"Robbie is 7 and Amy is 10, and after working downtown as a bank teller for two years, I wish I were 63. Then I could retire," writes a mother in Vienna, Va.

"I had stayed home from the time Amy was born until Robbie went to school, but there are women in my bank who come back to work when the baby is six weeks old (or less!).

"When I ask them how they do it, they never seem to have any whizbang tricks either. They may say they're tired, but they keep on slugging.

"I just can't seem to get it together. Every time I turn around there is another demand -- from my boss, from my kids, from my husband.

"I'm married to a nifty, hard-working guy who helps around the house, but I still can't ask him to wash out my lingerie or expect Robbie to help Amy figure out a new way to wear her hair. There is always so much to be done, so many words to be heard. I don't think my family has any idea how overcome I am by everything I have to do.

"We could afford it if I guit -- we did before and I'm good at cutting corners, especially when there is time to shop better -- but it would mean giving up the extras, like the trip we took to Busch Gardens. Besides, it might be quite lonely, since most women my age have gone back to work, and maybe embarrassing too. I would really feel worthless then."

A. Growing up is a little like growing shut. The secrets we once confided become harder and harder to share until we finally swallow our fears, as if nobody else had them.

You might be surprised to know just how many people feel as overwhelmed by their jobs as you do, including husbands. There is a sense of relentlessness about work that can smother men at least as much as women.

We may talk of equality, but most of us have grown up believing that the father is basically the one responsible for making the money and the mother for taking care of the family, even if both of them work. These couples, with thoughtful effort, can share some of the duties of their main jobs, but they never can unload the sense of responsibility each role carries.

Despite women's lib, the 1980 father is still left with a bleak, and what can seem at times an insurmountable road ahead as he adds up the clothes and the shoes and the doctor visits still to be bought. Sometimes it just doesn't seem possible, let alone appreciated. While a wife's paycheck is a blessed relief to the husband, he still will have that sense of forever until the last college bill is paid.

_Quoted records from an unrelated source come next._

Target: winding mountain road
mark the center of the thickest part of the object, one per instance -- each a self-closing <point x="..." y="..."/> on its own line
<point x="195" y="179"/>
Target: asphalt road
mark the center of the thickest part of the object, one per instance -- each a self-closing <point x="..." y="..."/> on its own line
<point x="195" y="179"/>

As for the 1980 mother, she feels expected to work, yet in her heart she knows she has two jobs. The most liberated woman may parcel out the 2 a.m. bottle, the marketing and even the meals, but she still will feel responsible for seeing that everything gets done and guilty when she can't. Maybe it's because women can't surrender their turf too easily, but more likely it's that awful knowledge that if something can go wrong in the household, it will.

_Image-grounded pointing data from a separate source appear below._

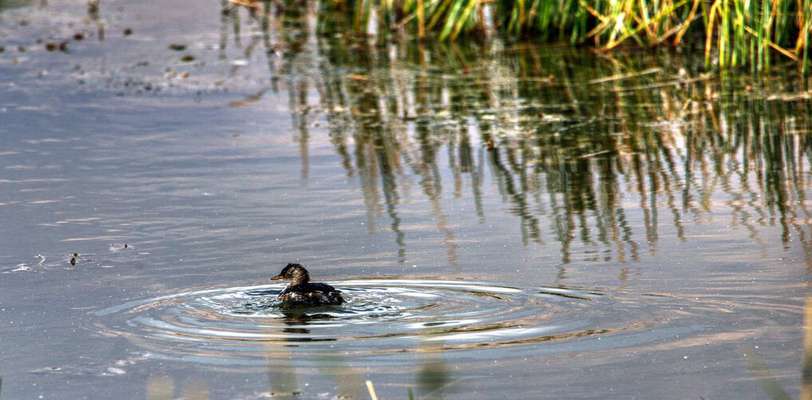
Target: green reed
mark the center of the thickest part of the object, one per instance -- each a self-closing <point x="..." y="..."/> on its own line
<point x="735" y="33"/>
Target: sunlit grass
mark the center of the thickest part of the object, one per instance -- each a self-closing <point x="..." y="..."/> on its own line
<point x="734" y="33"/>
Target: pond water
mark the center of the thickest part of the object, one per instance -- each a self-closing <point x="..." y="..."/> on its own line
<point x="505" y="220"/>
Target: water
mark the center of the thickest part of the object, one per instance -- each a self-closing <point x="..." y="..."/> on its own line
<point x="505" y="220"/>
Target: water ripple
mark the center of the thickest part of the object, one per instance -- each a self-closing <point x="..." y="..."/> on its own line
<point x="244" y="326"/>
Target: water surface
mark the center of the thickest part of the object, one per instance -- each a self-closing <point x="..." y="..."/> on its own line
<point x="506" y="220"/>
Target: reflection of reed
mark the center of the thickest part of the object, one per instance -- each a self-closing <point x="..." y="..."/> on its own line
<point x="806" y="370"/>
<point x="565" y="151"/>
<point x="678" y="148"/>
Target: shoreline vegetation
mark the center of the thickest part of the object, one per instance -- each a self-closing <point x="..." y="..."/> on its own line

When it comes to the foibles of children, major appliances and sudden guests, somebody has to be in charge, for love or money: Running a household is at least a part-time job. And since few working women have even part-time help, that responsibility has to rest with someone -- you, as a matter of fact.

Unless you and your husband must work fulltime to meet the mortgage, or unless a parent is the sole support of the household, or unless you're so high-powered you would drive your children bonko if you stayed home, then you need to make changes.

Get short-term temporary jobs you can quit when you run out of gas; or a fulltime job, like bookkeeping, with the option to do at least some of the work at home; some paid help once or twice a week -- or a job with fewer hours.

Twenty hours a week -- dandy, and great for the ego. Thrity hours -- it's a strain, but possible. As for 40 hours, love, every one of them is going to be tinged with fatigue, with resentment, with tension.

Although your children may be very self-sufficient, they have begun to need more psychological attention than they ever have before. You can't listen with half an ear any more.

It's not merely a matter of hearing about hair styles, but a way of staying close, of keeping the lines of communication open so that Amy can talk about other, bigger problems without feeling that you are too busy.

Maybe you ought to be able to work fulltime, and maybe you know women who say it's not so hard, but for you, right now, it can't be all day, every day, and commuting too. It's better to get half the extras for half as many hours.

Don't feel guilty about cutting back on your job to make room for your family. Feel lucky that you can.